Bill requires universities to stop students being drawn into terrorism
According to Home Secretary Theresa May, this would require higher education institutions to ban extremists from speaking on campus.
The bill is being fast-tracked through parliament before the next election, due on 7 May 2015. The Home Office said the bill would give the United Kingdom some of the toughest powers in the world to tackle the increasing threat from international terrorism.
To prevent people being radicalised, the government is creating a general duty on a range of bodies, including the governing bodies of universities, to “have due regard to the need to prevent people from being drawn into terrorism”.
May, in a speech at the Royal United Services Institute on 24 November, explained that the statutory duty would be placed on schools, colleges and universities. “So, for example, universities will have to put in place extremist speaker policies,” she said.
The organisations subject to the duty will have to take into account guidance issued by the home secretary, and where they fail consistently ministers will be able to issue directions to them, which will be enforceable by law, she said.
Bolstering already considerable powers
The bill, introduced on 26 November, was designed to bolster the already considerable armoury of powers to disrupt the ability of people to travel abroad to fight, reduce the risks they pose on their return and combat the underlying ideology that feeds, supports and sanctions terrorism, the Home Office said.
“We are in the middle of a generational struggle against a deadly terrorist ideology,” May said. “These powers are essential to keep up with the very serious and rapidly changing threats we face.”
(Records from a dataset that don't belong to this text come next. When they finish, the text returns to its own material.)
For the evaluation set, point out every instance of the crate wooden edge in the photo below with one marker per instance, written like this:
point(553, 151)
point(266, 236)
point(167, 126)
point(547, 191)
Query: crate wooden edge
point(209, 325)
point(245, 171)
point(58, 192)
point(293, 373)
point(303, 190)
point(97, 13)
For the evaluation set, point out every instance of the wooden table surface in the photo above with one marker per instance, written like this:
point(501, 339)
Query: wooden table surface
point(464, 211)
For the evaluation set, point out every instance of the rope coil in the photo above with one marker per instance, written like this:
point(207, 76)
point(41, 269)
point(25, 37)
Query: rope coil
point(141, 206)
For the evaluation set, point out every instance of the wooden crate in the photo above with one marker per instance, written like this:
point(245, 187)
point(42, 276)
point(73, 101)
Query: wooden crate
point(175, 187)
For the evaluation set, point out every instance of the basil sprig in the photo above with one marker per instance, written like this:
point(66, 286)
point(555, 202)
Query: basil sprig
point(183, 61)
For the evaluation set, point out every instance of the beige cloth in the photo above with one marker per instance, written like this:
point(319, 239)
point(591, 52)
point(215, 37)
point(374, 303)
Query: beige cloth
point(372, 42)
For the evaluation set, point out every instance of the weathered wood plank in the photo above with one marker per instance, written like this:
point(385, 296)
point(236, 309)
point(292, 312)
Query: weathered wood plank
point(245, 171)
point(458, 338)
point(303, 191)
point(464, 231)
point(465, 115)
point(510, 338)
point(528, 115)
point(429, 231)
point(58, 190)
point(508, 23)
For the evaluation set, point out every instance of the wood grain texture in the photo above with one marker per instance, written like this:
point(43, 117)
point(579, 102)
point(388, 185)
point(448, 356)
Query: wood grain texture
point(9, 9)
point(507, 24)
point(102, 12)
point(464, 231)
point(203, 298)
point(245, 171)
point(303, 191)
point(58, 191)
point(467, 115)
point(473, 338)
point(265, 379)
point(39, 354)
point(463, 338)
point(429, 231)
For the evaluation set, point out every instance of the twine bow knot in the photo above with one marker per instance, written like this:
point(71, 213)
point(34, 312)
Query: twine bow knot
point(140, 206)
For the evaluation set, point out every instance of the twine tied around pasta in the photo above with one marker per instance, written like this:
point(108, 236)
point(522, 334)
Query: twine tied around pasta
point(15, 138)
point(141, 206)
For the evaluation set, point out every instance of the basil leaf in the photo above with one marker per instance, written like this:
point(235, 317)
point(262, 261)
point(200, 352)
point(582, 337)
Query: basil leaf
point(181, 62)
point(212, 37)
The collapse of Syria, the emergence of Islamic State and ongoing instability in Iraq present significant dangers not just in the Middle East but also in Britain and across the West.
Many of the 500 British citizens who have travelled to Syria and Iraq have joined terrorist organisations alongside foreign fighters from Europe and further afield, the Home Office said.
“In an open and free society, we can never entirely eliminate the threat from terrorism. But we must do everything possible in line with our shared values to reduce the risks posed by our enemies,” May said.
“This bill includes a considered, targeted set of proposals that will help to keep us safe at a time of very significant danger by ensuring we have the powers we need to defend ourselves,” she said.
However, human rights campaigners said the bill was a rushed attempt to look tough in the face of terrorism.
Shami Chakrabarti, director of human rights group Liberty, said it was “another chilling recipe for injustice and resentment” by closing down the open society that the government sought to promote.
Amnesty International UK legal adviser Rachel Logan said: “It’s dangerous to rush through this grab-bag of measures without proper scrutiny or challenge.”
Dennis Hayes, professor of education at the University of Derby, said the measure would nevertheless be supported by universities already used to being legally compliant.
In an article for The Conversation he said the measure was a “blatant attack on academic freedom”, but most universities already enforce bans on “extremists” including Islamic groups and speakers, often in alliance with student unions in order to ensure that students are “safe”.
He said students were quite capable of arguing with religious radicals and others labelled extremist.
“We have to allow extremists to speak because freedom of speech is the foundation which defines the university. It is the basis of the professional notion of ‘academic freedom’,” he said.
Meanwhile, a preacher has been banned from speaking at the University of East London on the grounds that his publicly stated views go against the university's core values.
According to the London Evening Standard Imran ibn Mansur, 24, who also goes by the name Dawah Man, claimed in Youtube videos that homosexuality was “obscene, filthy and shameless”, and likened being gay to having a ‘disease’.
A spokesman said the university had a proud record of promoting free speech but could not offer a public platform to "speakers who are known to publicise and disseminate homophobic views".